Черный тополь (Черкасов, Москвитина) - страница 23

— Как бы ты его могла ошпарить кипятком?

— Да у меня ведровый чугун кипятка стоял в ту ночь в печке!

— В какой печке? — Мамонт Петрович решительно ничего не понимал.

— Да я не все обсказала вам, — спохватилась вдовушка. — До того как побывать мне в коммуне партизанской, за неделю так или чуть больше, заявились ко мне среди ночи четверо — двое мужчин и две женщины; изба-то у меня на самом краю деревни. Верхами приехали, и все при оружии — мужчины и женщины. Грязнущие, мокрые, не приведи господи. Дождина полоскал всю ночь ту. Печь заставили топить, барана жарить, а сами разболоклись и мокрое развесили сушить у печи. Ну, разговаривают промежду собой, а я все слышу — от кути далеко ли? Рядышком. Мужчины один другого называют по имени-отчеству.

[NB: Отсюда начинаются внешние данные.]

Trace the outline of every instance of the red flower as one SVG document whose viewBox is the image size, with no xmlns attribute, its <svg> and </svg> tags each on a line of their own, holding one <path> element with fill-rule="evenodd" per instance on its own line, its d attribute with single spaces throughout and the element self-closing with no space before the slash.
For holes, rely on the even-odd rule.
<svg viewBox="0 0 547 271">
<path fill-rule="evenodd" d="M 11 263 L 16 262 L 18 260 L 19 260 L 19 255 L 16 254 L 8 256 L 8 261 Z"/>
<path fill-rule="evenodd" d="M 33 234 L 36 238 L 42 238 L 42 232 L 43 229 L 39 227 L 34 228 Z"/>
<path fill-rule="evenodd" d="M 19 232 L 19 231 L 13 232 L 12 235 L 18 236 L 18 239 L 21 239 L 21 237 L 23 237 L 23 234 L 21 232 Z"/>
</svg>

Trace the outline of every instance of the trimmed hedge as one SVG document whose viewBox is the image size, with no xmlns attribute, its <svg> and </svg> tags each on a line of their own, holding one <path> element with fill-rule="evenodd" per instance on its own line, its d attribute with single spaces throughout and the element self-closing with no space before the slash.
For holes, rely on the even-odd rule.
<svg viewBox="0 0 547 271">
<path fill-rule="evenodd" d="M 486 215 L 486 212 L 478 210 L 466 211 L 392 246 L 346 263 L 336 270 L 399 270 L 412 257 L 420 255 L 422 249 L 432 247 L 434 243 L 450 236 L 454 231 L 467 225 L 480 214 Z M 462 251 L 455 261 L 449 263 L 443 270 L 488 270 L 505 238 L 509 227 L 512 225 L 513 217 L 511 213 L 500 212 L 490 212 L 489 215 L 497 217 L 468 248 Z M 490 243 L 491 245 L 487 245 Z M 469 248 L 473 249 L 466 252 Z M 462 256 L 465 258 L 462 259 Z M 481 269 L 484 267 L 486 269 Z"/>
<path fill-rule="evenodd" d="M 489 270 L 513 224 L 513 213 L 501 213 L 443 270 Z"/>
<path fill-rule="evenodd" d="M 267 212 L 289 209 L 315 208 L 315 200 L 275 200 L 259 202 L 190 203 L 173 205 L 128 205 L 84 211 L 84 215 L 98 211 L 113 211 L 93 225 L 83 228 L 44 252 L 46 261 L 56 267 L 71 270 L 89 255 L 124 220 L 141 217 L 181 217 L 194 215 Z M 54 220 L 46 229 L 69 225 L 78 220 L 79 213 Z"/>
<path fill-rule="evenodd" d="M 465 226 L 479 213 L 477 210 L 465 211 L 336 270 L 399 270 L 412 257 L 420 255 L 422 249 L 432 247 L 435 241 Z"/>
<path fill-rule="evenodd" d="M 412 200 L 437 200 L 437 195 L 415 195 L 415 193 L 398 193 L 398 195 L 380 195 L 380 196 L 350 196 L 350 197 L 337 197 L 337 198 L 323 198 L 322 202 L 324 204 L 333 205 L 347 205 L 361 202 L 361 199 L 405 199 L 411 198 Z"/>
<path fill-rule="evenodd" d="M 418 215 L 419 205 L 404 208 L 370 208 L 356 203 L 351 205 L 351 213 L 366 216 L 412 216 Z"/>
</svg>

— Так! Так! — насторожился Мамонт Петрович, забыв про чай и молоко.

— Один такой высокий, русый, поджарый — Гавриил Иннокентьевич.

— Ухоздвигов?!

— Он самый. Мне потом сказали. А другой — Анатолий Васильевич.

— Хорунжий Ложечников?!

— Кабы знатье!

— Ну и что они? О чем говорили?

— Банда у них была большая, сабель триста, из казаков вся. Пробивались через Саяны в Урянхай, да их перехватили за Григорьевкой, растрепали вчистую — спаслось мало, окаянных. Жарю им мясо, сволочам, а они цапаются друг с другом, кто из них больше виноват, что их так растрепали. Сытый этот, Анатолий Васильевич, попрекал Евдокию Юскову, полюбовницу Ухоздвигова…

— Што-о-о? — вытаращил глаза Мамонт Петрович. — Евдокию Елизаровну?

— Али знаешь ее?

— Знал.

— Да вы откуда будете?

— Из тех же мест, кузнец.

— Кузнец? Ишь ты! А теперь, поди, командиром был в Красной армии?

— Командиром. Говори дальше. За что попрекал Ложечников Евдокию Елизаровну?

— Дык за разгром банды. Твоя, грит, сельсоветская потаскушка подвела всех нас под монастырь. Будто Гавриил Иннокентьевич посылал Евдокию Елизаровну в Ермаки и в Григорьевку, чтоб она все там разузнала про каких-то чонов.

— Части особого назначения?

— Вот-вот. Банды изничтожают.

— И что же она, не разузнала?

— По словам Ложечникова, выходило так, что она, Евдокия Елизаровна, будто снюхалась с теми чонами, и вся банда казаков угодила в западню за Григорьевкой. Пулеметами стребили. Ну а сам Ухоздвигов защищал свою полюбовницу. Что она, дескать, знать ничего не знала про пулеметы чонов.

— Все может быть, и не знала, — кивнул Мамонт Петрович. — Ну и чем кончилась ссора?

— Не приведи бог, как они сцепились. Ребятенок моих перепугали в горнице, и меня у печи так трясло, что я руки себе обожгла в беспамятстве. Схватилась голыми руками за сковороду с мясом. Ох, как они тузили друг друга и за револьверы хватались. И бабы промеж собой сцепились. Катерина какая-то, полюбовница Ложечникова, чуток не придушила Евдокию Елизаровну. Вот тут она ее в угол втиснула и душит, душит за горло. Кричит ей: «Шлюха ты красная! Всех как есть перекрутила и запутала»! Какими только срамными словами она ее не обзывала — не слушать бы! А Ухоздвигов-то, хоть и поджарый, а верткий такой! Как поддаст, поддаст толстому Ложечникову, так тот в стену влипает. Стол опрокинули, посуду всю перемесили под ногами. Не знаю, чем бы кончилась ихная потасовка, кабы не забежал в избу ишшо один бандит. Орет им: «Чоновцы выступили из Каратуза!» Ну, эти враз прикончили драку. Мужчины вышли на улицу, а бабы сопли да слезы растирали у себя по щекам, космы приглаживали.